Poll: Doctors frustrated in N.J.


Felt rushed at your last doctor’s visit?

New Jersey physicians spend less time with patients than they did five years ago, according to a Monmouth University/New Jersey Monthly Poll’s Physicians Survey released Tuesday.

In fact, a third of the doctors surveyed are so frustrated with practicing medicine in the Garden State that they’ve considered setting up shop elsewhere, the survey found.

The state’s 30,000 licensed physicians are hampered by declining reimbursements that are forcing them to shoulder much higher patient volumes — forcing many to contemplate early retirement, said Patrick Murray, who directed the poll.

“The doctors on the front lines, the primary-care physicians, are feeling it the most,” Murray said.

Malpractice premiums, among the highest in the nation, are another source of trouble for physicians, especially among obstetricians.

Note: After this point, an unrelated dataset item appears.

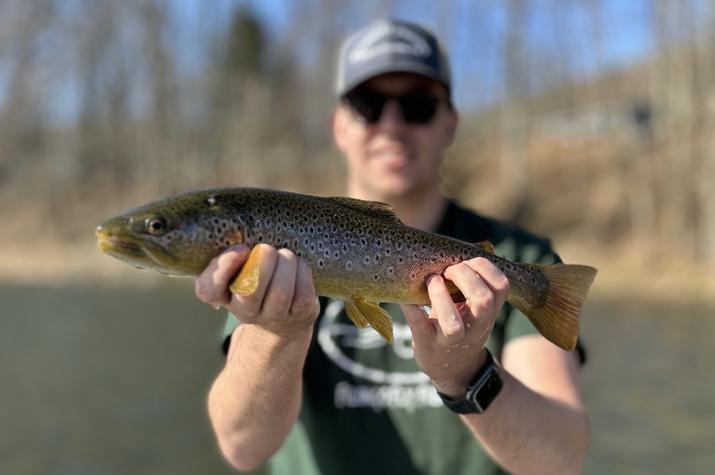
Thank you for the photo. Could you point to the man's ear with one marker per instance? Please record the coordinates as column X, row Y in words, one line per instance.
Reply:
column 450, row 127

OB-GYNs practicing in New Jersey paid $87,081 to $171,199 last year for regular malpractice coverage — more than double the base rates four years ago, which ranged from $41,391 to $77,983, according to Medical Liability Monitor, which tracks rates nationally.

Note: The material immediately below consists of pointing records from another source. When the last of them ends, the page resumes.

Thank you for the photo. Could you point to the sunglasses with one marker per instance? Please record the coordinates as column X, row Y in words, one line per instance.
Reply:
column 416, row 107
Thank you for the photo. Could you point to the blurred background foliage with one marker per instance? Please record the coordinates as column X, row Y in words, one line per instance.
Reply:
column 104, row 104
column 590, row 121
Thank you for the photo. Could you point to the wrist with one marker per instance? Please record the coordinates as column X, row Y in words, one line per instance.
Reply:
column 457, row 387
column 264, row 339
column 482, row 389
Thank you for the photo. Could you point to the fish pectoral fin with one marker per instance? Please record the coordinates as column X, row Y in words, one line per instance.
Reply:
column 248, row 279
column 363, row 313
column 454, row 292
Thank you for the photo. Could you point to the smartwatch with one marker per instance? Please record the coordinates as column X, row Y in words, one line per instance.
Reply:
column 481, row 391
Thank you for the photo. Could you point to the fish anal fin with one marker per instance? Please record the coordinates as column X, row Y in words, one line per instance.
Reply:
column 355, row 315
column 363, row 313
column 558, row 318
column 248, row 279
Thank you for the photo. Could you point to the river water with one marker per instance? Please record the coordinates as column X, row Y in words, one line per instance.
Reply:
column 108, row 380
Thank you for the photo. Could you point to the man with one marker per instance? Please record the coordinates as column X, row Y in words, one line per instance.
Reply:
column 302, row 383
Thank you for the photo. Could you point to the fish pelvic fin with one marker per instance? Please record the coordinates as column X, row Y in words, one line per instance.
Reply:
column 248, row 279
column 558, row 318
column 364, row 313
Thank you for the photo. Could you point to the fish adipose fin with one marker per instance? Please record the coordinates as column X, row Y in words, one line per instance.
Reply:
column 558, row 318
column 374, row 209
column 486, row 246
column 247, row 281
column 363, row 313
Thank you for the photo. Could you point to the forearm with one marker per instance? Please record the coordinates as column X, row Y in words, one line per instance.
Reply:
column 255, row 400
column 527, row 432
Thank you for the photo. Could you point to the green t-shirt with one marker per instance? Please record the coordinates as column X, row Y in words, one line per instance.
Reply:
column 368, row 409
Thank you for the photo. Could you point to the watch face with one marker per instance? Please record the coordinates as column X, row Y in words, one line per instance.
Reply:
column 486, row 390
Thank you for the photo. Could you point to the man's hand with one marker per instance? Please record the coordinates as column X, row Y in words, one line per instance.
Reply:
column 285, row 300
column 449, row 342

Dr. Ron White, a colorectal surgeon who practices in Englewood and Ridgewood, recently formed a new organization, NJ Physicians, to help doctors become better advocates and change some of the frustrations of practicing in New Jersey.

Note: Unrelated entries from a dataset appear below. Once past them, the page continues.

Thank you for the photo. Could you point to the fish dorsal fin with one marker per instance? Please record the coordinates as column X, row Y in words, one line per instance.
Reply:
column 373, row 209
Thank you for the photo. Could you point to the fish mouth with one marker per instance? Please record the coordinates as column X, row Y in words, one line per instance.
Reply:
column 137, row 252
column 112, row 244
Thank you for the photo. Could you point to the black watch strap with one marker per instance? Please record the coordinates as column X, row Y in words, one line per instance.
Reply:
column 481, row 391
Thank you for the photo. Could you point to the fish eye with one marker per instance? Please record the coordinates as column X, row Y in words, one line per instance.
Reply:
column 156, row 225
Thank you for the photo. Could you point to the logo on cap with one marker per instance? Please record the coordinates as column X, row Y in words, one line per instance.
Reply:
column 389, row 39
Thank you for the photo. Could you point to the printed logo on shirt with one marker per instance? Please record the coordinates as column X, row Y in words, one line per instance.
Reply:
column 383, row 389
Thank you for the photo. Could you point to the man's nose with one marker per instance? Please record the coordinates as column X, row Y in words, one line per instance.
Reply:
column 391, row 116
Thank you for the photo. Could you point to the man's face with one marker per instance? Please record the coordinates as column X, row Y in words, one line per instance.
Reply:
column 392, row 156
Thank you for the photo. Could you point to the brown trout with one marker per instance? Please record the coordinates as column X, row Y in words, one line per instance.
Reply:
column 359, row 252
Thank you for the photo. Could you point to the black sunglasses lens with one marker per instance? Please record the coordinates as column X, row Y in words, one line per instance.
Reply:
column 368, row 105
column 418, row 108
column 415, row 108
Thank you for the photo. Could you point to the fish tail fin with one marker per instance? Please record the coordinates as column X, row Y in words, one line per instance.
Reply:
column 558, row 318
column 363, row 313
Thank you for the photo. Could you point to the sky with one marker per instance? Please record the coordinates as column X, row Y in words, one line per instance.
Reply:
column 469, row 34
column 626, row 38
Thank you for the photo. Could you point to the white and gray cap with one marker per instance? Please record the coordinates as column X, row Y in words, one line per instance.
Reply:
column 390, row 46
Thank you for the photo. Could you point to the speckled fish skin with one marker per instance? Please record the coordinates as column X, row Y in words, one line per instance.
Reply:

Since its inception last month, nearly 400 doctors have joined, White said.

The results of the survey of 2,100 physicians mirror what White hears from physician groups he meets with across the state, he said.

“There’s no question that lower reimbursements are forcing many doctors to see more patients to meet their overhead expenses,” White said. “That means less time with each patient,” he said.

“The message here is that New Jersey is a difficult place to practice medicine.”

Physicians’ responses depended on their area of specialty, the poll found. For instance, nearly two in three radiologists and half of gynecologists surveyed said they’ve eliminated a specialty or procedure from their practice because of rising malpractice premiums.

Seventy-one percent of OB-GYNs said they would “probably not” or “definitely not” recommend that a new physician start a practice in New Jersey.

“As a doctor, you can love medicine, but you can’t make the business side of medicine work in this state,” said George Ellis, a primary care physician in Wayne. “It’s disheartening.”

Podiatrists and psychiatrists viewed practicing in New Jersey more favorably. More than half of podiatrists surveyed and 77 percent of psychiatrists who participated in the poll said they would advise a colleague to practice in New Jersey.